Does Carrier Wi-Fi have a role to play?

Yes, it will certainly have a key and interesting role to play. Offloading to Wi-Fi is an important strategy for many operators, especially in the medium term. The premium cost and scarcity of spectrum makes this more attractive and it is definitely being considered at different levels.

Integrating Wi-Fi and small cells together into a common service will be easier for those operators with both fixed and mobile assets, but some express concern about how it might affect perceived overall quality of service.

While the 3G/LTE small cell solution for Enterprise has a stronger business case because of QoS and performance considerations, I see a two pronged strategy being adopted with short term use of Wi-Fi for offloading while investing in small cells to build out capacity going forward.

How do you see ODMs evolving to address the changing market demand for small cells?

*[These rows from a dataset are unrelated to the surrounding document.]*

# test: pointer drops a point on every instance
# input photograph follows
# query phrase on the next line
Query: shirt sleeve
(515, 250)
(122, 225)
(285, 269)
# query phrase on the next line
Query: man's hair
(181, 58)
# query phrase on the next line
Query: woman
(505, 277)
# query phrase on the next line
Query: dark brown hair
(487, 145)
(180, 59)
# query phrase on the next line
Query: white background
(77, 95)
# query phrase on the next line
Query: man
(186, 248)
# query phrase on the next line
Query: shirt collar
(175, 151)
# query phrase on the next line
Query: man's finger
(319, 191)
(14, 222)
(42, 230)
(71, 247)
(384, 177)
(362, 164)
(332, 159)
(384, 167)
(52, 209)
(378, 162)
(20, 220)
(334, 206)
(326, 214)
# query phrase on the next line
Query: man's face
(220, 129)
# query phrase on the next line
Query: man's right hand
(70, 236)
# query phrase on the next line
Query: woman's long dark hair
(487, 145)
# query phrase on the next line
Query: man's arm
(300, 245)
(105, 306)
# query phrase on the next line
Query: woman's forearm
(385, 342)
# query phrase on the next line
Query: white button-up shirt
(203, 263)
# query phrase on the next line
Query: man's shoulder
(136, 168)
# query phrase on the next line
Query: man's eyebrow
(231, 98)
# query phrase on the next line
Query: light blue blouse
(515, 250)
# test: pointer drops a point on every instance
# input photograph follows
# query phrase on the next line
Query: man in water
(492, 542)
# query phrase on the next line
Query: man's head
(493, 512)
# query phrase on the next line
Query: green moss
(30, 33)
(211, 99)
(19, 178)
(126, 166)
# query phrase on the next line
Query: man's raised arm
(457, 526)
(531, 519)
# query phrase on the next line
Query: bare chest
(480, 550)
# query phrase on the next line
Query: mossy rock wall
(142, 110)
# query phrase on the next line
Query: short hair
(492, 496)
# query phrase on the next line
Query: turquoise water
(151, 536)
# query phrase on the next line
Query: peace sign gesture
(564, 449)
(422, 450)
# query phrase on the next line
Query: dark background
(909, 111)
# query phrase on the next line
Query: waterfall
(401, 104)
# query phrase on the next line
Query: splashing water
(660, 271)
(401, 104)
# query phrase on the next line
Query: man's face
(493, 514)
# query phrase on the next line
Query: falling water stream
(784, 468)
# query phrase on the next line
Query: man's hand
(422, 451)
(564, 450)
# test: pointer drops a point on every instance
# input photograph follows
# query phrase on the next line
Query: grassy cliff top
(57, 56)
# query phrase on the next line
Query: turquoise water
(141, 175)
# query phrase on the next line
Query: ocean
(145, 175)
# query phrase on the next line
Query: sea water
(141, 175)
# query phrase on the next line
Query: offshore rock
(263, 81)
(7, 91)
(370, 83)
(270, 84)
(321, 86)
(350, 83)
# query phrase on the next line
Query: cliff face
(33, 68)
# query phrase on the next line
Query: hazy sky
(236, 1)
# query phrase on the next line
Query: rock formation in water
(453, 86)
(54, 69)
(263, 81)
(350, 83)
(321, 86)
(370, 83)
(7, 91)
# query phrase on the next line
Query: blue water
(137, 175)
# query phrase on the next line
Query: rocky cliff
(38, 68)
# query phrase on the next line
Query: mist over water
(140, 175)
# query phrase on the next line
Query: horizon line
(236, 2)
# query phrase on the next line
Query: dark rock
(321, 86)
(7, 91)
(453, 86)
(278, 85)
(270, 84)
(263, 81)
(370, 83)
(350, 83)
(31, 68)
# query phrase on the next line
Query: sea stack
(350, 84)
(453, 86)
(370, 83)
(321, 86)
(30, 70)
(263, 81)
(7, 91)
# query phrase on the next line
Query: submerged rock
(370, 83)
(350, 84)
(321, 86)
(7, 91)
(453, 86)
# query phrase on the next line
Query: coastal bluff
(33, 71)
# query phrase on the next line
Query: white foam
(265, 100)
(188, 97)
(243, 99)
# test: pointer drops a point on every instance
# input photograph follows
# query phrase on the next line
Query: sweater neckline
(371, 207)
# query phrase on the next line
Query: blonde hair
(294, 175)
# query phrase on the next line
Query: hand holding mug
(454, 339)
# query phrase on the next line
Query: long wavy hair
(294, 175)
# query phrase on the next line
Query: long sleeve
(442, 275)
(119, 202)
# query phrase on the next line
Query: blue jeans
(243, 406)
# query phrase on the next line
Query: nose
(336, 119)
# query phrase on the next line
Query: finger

ODM's (Original Device Manufacturers) have been a part and parcel of the 3G small cell Eco-system and they are definitely evolving to LTE small cells. For small cell solutions to Operators, OEM's and System Integration companies work closely with ODM's for 3G small cells and addressing LTE would be a natural extension. Importantly, involvement of ODM's in the LTE Eco-system is expected to drive down prices and add to the likelihood that mass-market volumes will be achieved.

What is the scope of Aricent's activities in the small cell LTE marketplace?

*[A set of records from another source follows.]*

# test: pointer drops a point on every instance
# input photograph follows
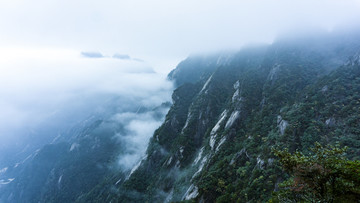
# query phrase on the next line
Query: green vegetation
(325, 175)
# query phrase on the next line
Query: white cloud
(159, 30)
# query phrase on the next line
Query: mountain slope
(215, 144)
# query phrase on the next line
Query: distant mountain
(228, 111)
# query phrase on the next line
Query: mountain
(229, 110)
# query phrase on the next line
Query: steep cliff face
(228, 111)
(215, 144)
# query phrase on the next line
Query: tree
(325, 175)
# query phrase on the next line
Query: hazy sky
(57, 55)
(158, 31)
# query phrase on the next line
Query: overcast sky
(161, 32)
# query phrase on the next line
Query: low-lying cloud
(45, 91)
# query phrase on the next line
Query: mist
(45, 93)
(164, 32)
(63, 61)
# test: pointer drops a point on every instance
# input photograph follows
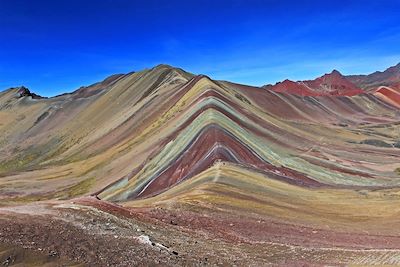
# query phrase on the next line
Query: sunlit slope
(145, 133)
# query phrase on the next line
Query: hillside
(272, 174)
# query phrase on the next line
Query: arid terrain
(162, 167)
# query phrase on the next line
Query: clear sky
(55, 46)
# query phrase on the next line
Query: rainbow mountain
(304, 172)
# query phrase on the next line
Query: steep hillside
(302, 168)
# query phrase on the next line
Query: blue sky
(56, 46)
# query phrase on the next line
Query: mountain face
(390, 77)
(334, 84)
(145, 168)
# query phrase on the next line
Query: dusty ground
(88, 232)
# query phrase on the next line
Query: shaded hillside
(259, 171)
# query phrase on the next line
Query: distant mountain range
(163, 156)
(337, 84)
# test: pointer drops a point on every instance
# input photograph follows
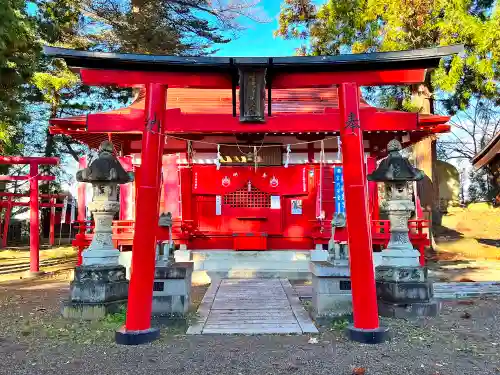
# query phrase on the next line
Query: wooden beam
(124, 78)
(178, 122)
(361, 78)
(23, 178)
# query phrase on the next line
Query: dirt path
(34, 339)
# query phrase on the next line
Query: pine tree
(18, 55)
(372, 25)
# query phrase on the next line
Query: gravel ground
(34, 339)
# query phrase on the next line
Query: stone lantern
(100, 286)
(402, 286)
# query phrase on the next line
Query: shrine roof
(399, 60)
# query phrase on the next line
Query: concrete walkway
(251, 306)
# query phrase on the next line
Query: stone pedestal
(403, 289)
(104, 206)
(331, 290)
(405, 292)
(319, 254)
(100, 285)
(172, 289)
(182, 255)
(96, 291)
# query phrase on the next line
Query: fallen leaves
(466, 315)
(358, 371)
(313, 340)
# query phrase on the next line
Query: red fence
(123, 233)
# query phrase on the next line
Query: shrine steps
(230, 264)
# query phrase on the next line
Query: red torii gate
(8, 203)
(154, 122)
(33, 177)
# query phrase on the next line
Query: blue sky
(257, 38)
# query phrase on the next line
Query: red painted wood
(364, 297)
(371, 165)
(34, 219)
(182, 123)
(361, 78)
(102, 77)
(52, 235)
(23, 178)
(8, 212)
(126, 202)
(28, 160)
(81, 187)
(99, 77)
(148, 193)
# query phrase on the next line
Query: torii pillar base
(368, 336)
(127, 337)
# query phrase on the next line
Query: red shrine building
(244, 152)
(251, 148)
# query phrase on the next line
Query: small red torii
(34, 204)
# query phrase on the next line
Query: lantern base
(368, 336)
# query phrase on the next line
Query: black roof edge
(412, 59)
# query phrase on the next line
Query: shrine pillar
(137, 329)
(81, 192)
(126, 200)
(366, 326)
(34, 220)
(371, 165)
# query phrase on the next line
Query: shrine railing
(123, 233)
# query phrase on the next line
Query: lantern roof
(395, 167)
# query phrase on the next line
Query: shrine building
(253, 150)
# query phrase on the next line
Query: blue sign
(338, 179)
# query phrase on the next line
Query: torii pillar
(137, 329)
(366, 328)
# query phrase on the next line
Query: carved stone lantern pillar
(402, 286)
(99, 286)
(165, 254)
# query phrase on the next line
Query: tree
(372, 25)
(18, 51)
(472, 129)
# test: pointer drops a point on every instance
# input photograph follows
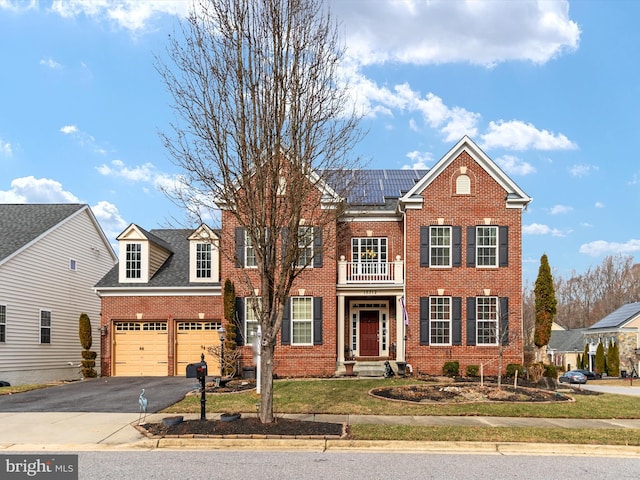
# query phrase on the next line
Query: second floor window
(3, 323)
(440, 247)
(487, 246)
(249, 252)
(440, 320)
(133, 260)
(203, 260)
(369, 255)
(45, 326)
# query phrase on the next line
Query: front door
(369, 325)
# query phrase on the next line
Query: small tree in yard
(545, 307)
(263, 128)
(600, 367)
(86, 340)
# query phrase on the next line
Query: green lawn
(350, 396)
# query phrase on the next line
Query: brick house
(424, 268)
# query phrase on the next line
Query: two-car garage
(143, 348)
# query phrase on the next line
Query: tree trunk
(266, 383)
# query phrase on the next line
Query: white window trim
(495, 321)
(433, 320)
(496, 246)
(432, 246)
(306, 320)
(41, 327)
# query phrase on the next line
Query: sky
(548, 89)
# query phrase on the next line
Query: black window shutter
(240, 321)
(471, 246)
(284, 233)
(456, 321)
(424, 320)
(317, 248)
(456, 241)
(239, 247)
(285, 331)
(503, 242)
(317, 320)
(424, 246)
(504, 320)
(471, 320)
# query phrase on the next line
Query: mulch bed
(246, 427)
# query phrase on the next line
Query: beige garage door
(194, 339)
(141, 349)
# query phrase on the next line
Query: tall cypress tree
(545, 305)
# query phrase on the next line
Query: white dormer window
(133, 260)
(204, 256)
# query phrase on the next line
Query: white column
(399, 330)
(340, 333)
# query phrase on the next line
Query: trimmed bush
(472, 370)
(512, 368)
(451, 369)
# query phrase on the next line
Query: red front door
(369, 325)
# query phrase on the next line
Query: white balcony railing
(370, 272)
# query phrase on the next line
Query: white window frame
(250, 260)
(487, 246)
(438, 245)
(204, 260)
(440, 318)
(302, 322)
(251, 321)
(45, 326)
(370, 255)
(133, 261)
(487, 321)
(305, 246)
(3, 323)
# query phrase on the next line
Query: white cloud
(420, 160)
(434, 32)
(514, 165)
(5, 149)
(560, 209)
(517, 135)
(602, 247)
(36, 190)
(140, 173)
(582, 170)
(110, 220)
(132, 15)
(539, 229)
(51, 63)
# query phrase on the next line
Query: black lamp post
(221, 333)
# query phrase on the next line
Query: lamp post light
(222, 332)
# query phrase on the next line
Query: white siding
(40, 278)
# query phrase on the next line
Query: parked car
(573, 376)
(589, 374)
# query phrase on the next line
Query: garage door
(194, 339)
(141, 349)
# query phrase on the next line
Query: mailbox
(197, 370)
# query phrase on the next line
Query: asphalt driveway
(108, 394)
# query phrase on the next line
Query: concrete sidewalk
(103, 431)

Aricent has been at the forefront of communications technologies having enabled solutions in the 2G and 3G domains. LTE was a natural evolution for us. We are one of the pioneers in LTE software solutions and services and a key LTE ecosystem player. On LTE small cells, Aricent has mature software solutions for both FDD and TDD modes covering both eNodeB and core network (EPC). Our high performance software is available and targeted for different platforms, allowing vendors to jump start their development and also leverage our multi-years of professional services expertise in this domain.

In the longer term, we are aligned to the goal of multi-mode small cells and have all the key software components available. Our core architecture team continues to assess our customer's requirements and address solutions to meet evolving market needs.